Parfois si vous analysez un risque tôt, l’équipe vous proposera une solution meilleure, parce qu’elle aura le temps et la fraîcheur pour cela. Un chef ou un éditeur intelligemment prévenu à l’avance d’un risque, sera plus capable de fournir la petite rallonge dont vous avez besoin.
Si vous les prévenez au dernier moment, et demandez -du coup- une rallonge énorme, vous multipliez les chances de refus.
Je n’ai pas dit pour autant de leur raconter tous vos bobos du quotidien. Ca ne les intéresse pas de savoir que Marcel le programmeur est malade. Savoir par contre que l’adaptation du moteur 3D qu’ils ont imposé pose soucis, et va nécessiter quelques bras de plus, ou quelques features de moins est important à savoir tôt.
Les oiseaux se cachent pour mourir. Et ça tombe bien, on n’est pas des volatiles.

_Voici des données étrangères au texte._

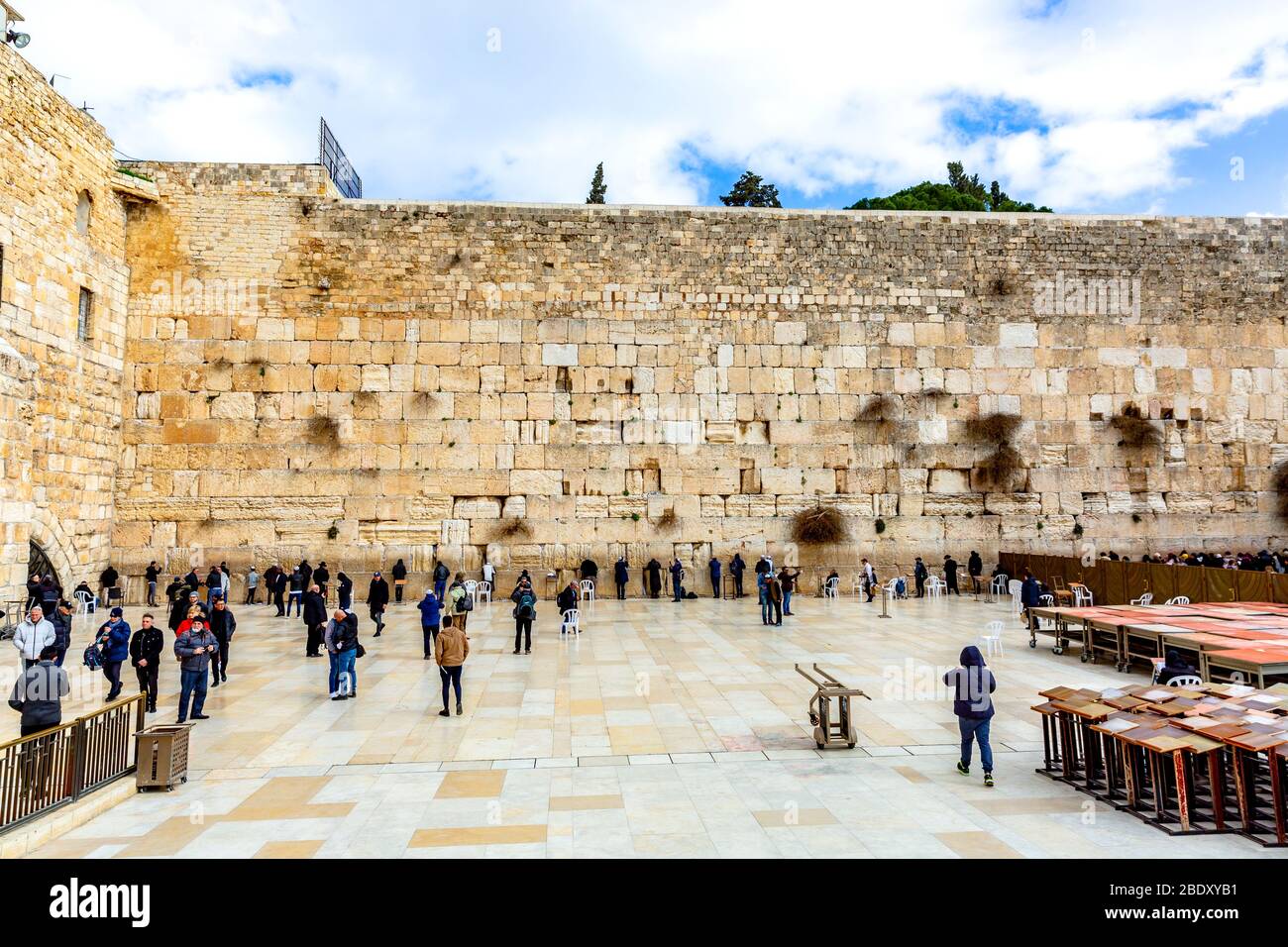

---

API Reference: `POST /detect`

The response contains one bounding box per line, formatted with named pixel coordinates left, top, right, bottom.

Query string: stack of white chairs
left=975, top=621, right=1006, bottom=657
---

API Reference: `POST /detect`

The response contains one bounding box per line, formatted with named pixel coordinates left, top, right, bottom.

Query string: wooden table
left=1199, top=646, right=1288, bottom=688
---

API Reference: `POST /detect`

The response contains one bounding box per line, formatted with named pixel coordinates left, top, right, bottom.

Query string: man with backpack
left=9, top=647, right=72, bottom=742
left=98, top=605, right=130, bottom=703
left=447, top=573, right=474, bottom=633
left=417, top=588, right=443, bottom=661
left=912, top=556, right=930, bottom=598
left=434, top=614, right=471, bottom=716
left=434, top=562, right=452, bottom=601
left=729, top=553, right=747, bottom=598
left=174, top=614, right=219, bottom=723
left=13, top=605, right=58, bottom=670
left=514, top=583, right=537, bottom=655
left=130, top=613, right=164, bottom=714
left=944, top=644, right=997, bottom=786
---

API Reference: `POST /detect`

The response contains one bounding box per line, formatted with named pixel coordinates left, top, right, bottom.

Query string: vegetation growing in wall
left=587, top=161, right=608, bottom=204
left=1270, top=462, right=1288, bottom=520
left=720, top=171, right=783, bottom=207
left=496, top=517, right=532, bottom=540
left=966, top=412, right=1024, bottom=492
left=846, top=161, right=1052, bottom=214
left=793, top=504, right=850, bottom=546
left=1109, top=403, right=1163, bottom=450
left=308, top=415, right=340, bottom=447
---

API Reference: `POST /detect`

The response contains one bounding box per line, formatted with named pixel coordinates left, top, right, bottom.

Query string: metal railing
left=0, top=694, right=146, bottom=835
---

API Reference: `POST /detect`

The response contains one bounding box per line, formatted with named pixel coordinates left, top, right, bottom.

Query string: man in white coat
left=13, top=605, right=58, bottom=670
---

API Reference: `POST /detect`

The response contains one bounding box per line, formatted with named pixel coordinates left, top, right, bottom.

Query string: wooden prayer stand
left=1229, top=732, right=1288, bottom=847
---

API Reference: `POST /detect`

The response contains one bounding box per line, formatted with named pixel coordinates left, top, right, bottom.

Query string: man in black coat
left=304, top=583, right=327, bottom=657
left=313, top=559, right=331, bottom=601
left=130, top=614, right=164, bottom=714
left=368, top=573, right=389, bottom=638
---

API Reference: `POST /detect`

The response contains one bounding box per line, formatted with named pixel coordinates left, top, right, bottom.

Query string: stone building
left=0, top=39, right=1288, bottom=600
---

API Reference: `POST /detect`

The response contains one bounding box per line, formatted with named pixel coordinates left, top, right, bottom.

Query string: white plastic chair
left=976, top=621, right=1006, bottom=657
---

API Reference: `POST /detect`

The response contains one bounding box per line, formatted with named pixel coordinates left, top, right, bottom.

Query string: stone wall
left=0, top=44, right=134, bottom=601
left=115, top=164, right=1288, bottom=592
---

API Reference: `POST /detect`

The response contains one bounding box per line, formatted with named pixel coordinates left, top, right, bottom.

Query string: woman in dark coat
left=368, top=573, right=389, bottom=638
left=644, top=559, right=662, bottom=598
left=335, top=570, right=353, bottom=612
left=389, top=559, right=407, bottom=601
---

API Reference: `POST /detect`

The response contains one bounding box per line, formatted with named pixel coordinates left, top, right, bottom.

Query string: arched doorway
left=27, top=541, right=67, bottom=594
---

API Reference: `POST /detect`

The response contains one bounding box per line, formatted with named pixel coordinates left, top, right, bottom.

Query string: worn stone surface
left=0, top=41, right=1288, bottom=600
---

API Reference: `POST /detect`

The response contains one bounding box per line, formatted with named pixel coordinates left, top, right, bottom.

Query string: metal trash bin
left=134, top=723, right=192, bottom=792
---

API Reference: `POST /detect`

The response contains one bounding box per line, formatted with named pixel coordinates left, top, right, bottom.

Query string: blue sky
left=20, top=0, right=1288, bottom=215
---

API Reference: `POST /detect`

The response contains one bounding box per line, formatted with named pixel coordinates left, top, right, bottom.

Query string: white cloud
left=15, top=0, right=1288, bottom=209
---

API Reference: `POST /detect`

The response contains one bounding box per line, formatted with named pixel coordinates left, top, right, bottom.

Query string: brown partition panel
left=1096, top=559, right=1127, bottom=605
left=1234, top=570, right=1270, bottom=601
left=1077, top=563, right=1108, bottom=605
left=1202, top=566, right=1235, bottom=601
left=1179, top=566, right=1208, bottom=601
left=1149, top=563, right=1184, bottom=603
left=1124, top=562, right=1158, bottom=600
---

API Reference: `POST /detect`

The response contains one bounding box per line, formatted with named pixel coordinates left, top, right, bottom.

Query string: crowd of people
left=1098, top=549, right=1288, bottom=575
left=10, top=541, right=1087, bottom=786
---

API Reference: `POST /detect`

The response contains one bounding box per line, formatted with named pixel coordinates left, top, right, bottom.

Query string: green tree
left=846, top=161, right=1052, bottom=214
left=720, top=171, right=783, bottom=207
left=587, top=161, right=608, bottom=204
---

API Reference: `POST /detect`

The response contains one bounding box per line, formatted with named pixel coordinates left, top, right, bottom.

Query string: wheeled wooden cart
left=796, top=665, right=872, bottom=750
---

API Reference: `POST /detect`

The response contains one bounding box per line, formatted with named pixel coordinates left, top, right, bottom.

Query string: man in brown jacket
left=434, top=614, right=471, bottom=716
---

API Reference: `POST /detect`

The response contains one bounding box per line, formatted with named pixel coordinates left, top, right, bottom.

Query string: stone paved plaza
left=20, top=596, right=1284, bottom=858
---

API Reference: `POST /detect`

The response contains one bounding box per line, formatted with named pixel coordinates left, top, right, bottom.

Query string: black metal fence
left=0, top=694, right=146, bottom=834
left=318, top=119, right=362, bottom=197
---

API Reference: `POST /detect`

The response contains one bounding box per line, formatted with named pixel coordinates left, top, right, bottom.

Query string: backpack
left=514, top=594, right=536, bottom=618
left=84, top=642, right=103, bottom=672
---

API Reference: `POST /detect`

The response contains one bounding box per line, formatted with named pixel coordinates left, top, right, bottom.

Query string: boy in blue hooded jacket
left=944, top=644, right=997, bottom=786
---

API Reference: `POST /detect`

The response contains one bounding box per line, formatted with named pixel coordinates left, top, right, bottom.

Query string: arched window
left=27, top=541, right=67, bottom=595
left=76, top=191, right=94, bottom=236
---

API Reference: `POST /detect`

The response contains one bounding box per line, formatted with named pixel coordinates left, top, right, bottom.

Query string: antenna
left=0, top=0, right=31, bottom=49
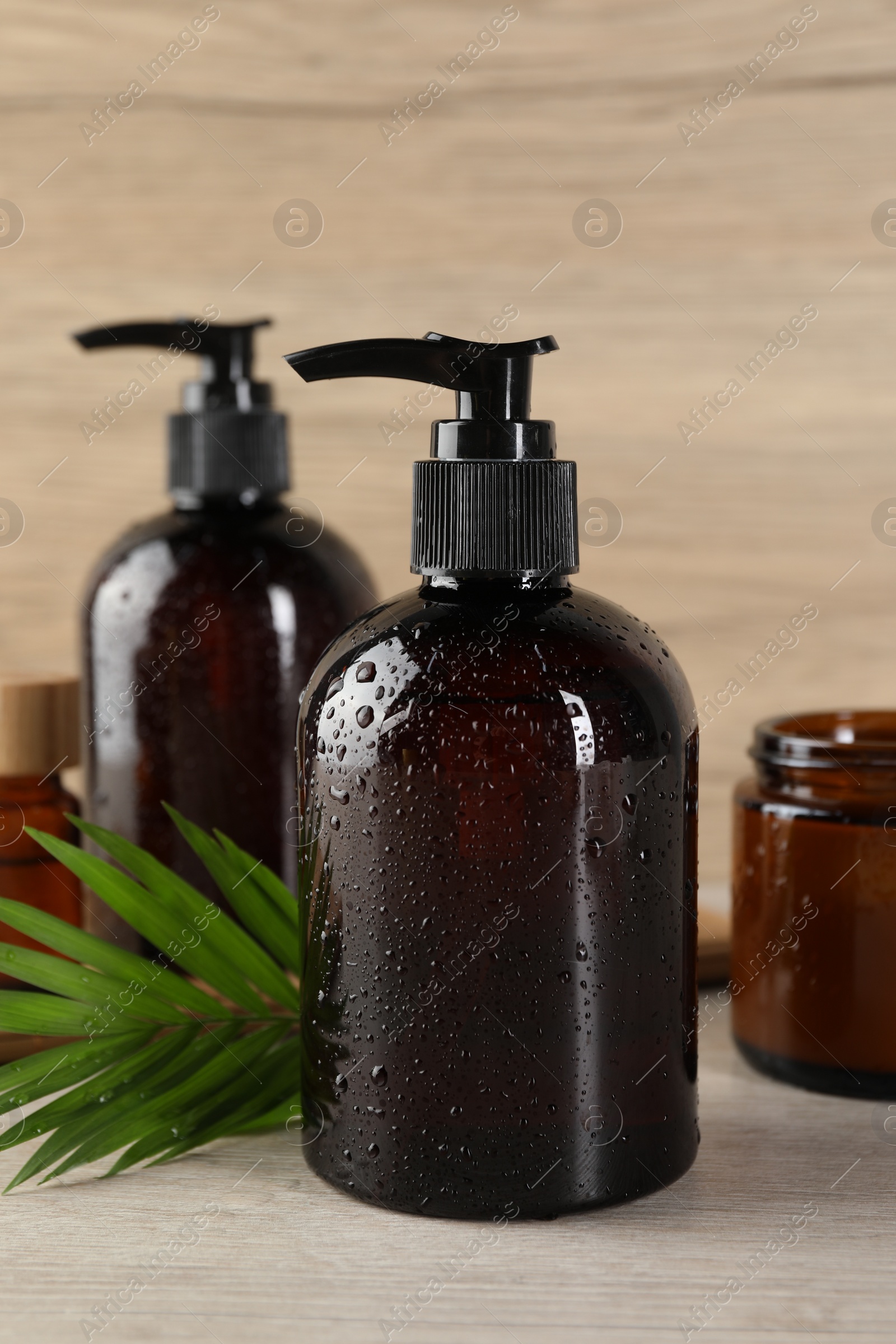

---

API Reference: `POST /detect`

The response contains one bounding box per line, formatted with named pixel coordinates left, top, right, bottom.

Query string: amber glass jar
left=0, top=675, right=81, bottom=1000
left=731, top=710, right=896, bottom=1098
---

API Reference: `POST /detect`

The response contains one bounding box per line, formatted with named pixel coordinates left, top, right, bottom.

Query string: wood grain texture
left=0, top=997, right=896, bottom=1344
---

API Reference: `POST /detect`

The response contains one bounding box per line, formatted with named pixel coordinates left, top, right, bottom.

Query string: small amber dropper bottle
left=0, top=675, right=81, bottom=1021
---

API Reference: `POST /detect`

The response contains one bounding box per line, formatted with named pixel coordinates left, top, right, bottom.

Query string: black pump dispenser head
left=74, top=317, right=289, bottom=498
left=285, top=332, right=579, bottom=578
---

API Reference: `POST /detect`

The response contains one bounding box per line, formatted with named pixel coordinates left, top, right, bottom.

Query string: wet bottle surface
left=300, top=581, right=698, bottom=1217
left=83, top=498, right=371, bottom=908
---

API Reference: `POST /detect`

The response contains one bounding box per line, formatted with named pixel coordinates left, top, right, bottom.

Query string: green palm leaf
left=0, top=808, right=343, bottom=1189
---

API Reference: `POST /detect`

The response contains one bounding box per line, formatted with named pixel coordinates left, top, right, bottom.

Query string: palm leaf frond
left=0, top=808, right=338, bottom=1191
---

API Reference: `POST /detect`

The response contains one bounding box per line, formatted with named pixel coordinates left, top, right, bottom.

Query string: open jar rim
left=750, top=710, right=896, bottom=770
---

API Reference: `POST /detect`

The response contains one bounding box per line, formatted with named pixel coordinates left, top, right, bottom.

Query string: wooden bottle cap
left=0, top=673, right=81, bottom=778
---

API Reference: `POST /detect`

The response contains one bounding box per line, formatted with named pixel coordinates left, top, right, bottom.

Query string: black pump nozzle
left=74, top=317, right=289, bottom=498
left=285, top=332, right=579, bottom=582
left=75, top=317, right=272, bottom=411
left=285, top=332, right=558, bottom=461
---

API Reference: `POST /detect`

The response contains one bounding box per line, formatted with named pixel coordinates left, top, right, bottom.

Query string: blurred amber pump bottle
left=730, top=710, right=896, bottom=1099
left=0, top=675, right=82, bottom=995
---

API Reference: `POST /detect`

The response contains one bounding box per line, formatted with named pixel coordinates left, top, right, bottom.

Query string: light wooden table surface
left=0, top=996, right=896, bottom=1344
left=0, top=0, right=896, bottom=1344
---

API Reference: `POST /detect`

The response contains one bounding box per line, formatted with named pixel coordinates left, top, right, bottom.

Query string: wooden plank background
left=0, top=0, right=896, bottom=879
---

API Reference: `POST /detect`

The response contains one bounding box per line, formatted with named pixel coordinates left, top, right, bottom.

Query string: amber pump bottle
left=77, top=320, right=372, bottom=938
left=287, top=333, right=698, bottom=1217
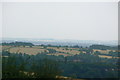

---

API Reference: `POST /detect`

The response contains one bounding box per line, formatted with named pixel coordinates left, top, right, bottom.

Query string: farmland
left=0, top=42, right=119, bottom=79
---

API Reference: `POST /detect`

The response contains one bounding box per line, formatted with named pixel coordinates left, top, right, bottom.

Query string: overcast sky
left=2, top=2, right=118, bottom=40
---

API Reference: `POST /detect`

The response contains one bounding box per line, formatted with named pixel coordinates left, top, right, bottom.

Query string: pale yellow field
left=48, top=47, right=80, bottom=55
left=5, top=47, right=47, bottom=55
left=93, top=49, right=115, bottom=54
left=99, top=55, right=112, bottom=58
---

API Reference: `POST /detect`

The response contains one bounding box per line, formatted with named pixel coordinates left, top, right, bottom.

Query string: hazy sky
left=2, top=2, right=118, bottom=40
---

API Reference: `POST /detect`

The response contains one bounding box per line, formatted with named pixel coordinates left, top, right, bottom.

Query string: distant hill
left=2, top=42, right=34, bottom=46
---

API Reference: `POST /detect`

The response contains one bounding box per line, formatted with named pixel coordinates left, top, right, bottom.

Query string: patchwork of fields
left=0, top=46, right=116, bottom=58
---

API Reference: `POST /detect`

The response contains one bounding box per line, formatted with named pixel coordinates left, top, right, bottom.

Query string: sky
left=0, top=2, right=118, bottom=40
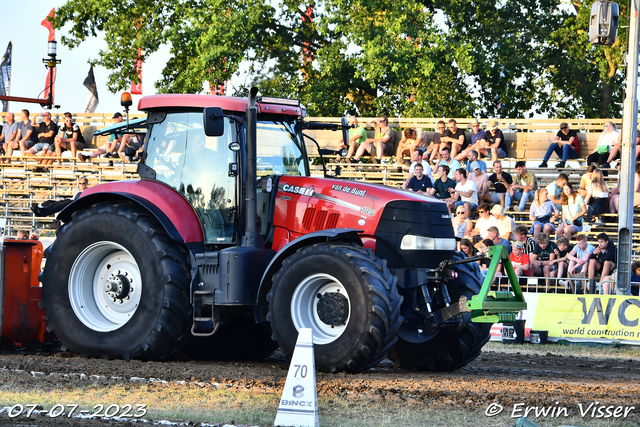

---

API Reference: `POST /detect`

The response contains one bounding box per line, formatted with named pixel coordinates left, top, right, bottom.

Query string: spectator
left=441, top=119, right=467, bottom=159
left=354, top=116, right=394, bottom=163
left=0, top=113, right=18, bottom=163
left=491, top=204, right=516, bottom=240
left=402, top=163, right=433, bottom=193
left=487, top=225, right=511, bottom=253
left=451, top=206, right=473, bottom=246
left=509, top=241, right=531, bottom=276
left=336, top=116, right=367, bottom=161
left=31, top=176, right=89, bottom=217
left=489, top=160, right=513, bottom=207
left=422, top=120, right=450, bottom=164
left=538, top=122, right=580, bottom=168
left=587, top=122, right=620, bottom=169
left=467, top=161, right=491, bottom=202
left=513, top=224, right=536, bottom=255
left=504, top=160, right=538, bottom=212
left=557, top=182, right=587, bottom=240
left=529, top=188, right=560, bottom=239
left=476, top=119, right=507, bottom=162
left=584, top=169, right=609, bottom=221
left=429, top=165, right=456, bottom=203
left=471, top=203, right=499, bottom=239
left=438, top=146, right=460, bottom=178
left=589, top=233, right=617, bottom=295
left=455, top=119, right=486, bottom=161
left=529, top=233, right=558, bottom=289
left=546, top=173, right=569, bottom=210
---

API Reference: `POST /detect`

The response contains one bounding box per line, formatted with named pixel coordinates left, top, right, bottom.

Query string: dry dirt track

La hiérarchie (éditeur comme direction) sait que vous allez rencontrer des pépins. Ils ont l’expérience des projets complexes que vous vivez. Sachez donc quand râler (modérément mais précisément quand il faut) et quoi demander.
N’ayez pas honte de parler des risques rencontrés si c’est important. Seuls les imbéciles n’y verront qu’une faiblesse. Les autres (et on bosse tous avec des gens intelligents, n’est ce pas ?) sauront reconnaître votre intelligence, votre lucidité et votre pragmatisme.
Enfin, rien ne remplace l’expérience.
Il est donc très important de faire un post mortem du projet circonstancié. Savoir où on a merdé permet d’éviter réiterer les mêmes erreurs. C’est le plus important. Toute votre équipe doit savoir ce qu’elle a réussi et ce qu’elle a échoué. Votre direction doit avoir un résumé intelligent et circonstancié afin de savoir ce qui s’est passé.
Les gens acceptent les dirigeants courageux qui acceptent de faire leur mea culpa. A condition que ça ne devienne pas une sombre habitude ou une forme de masochisme.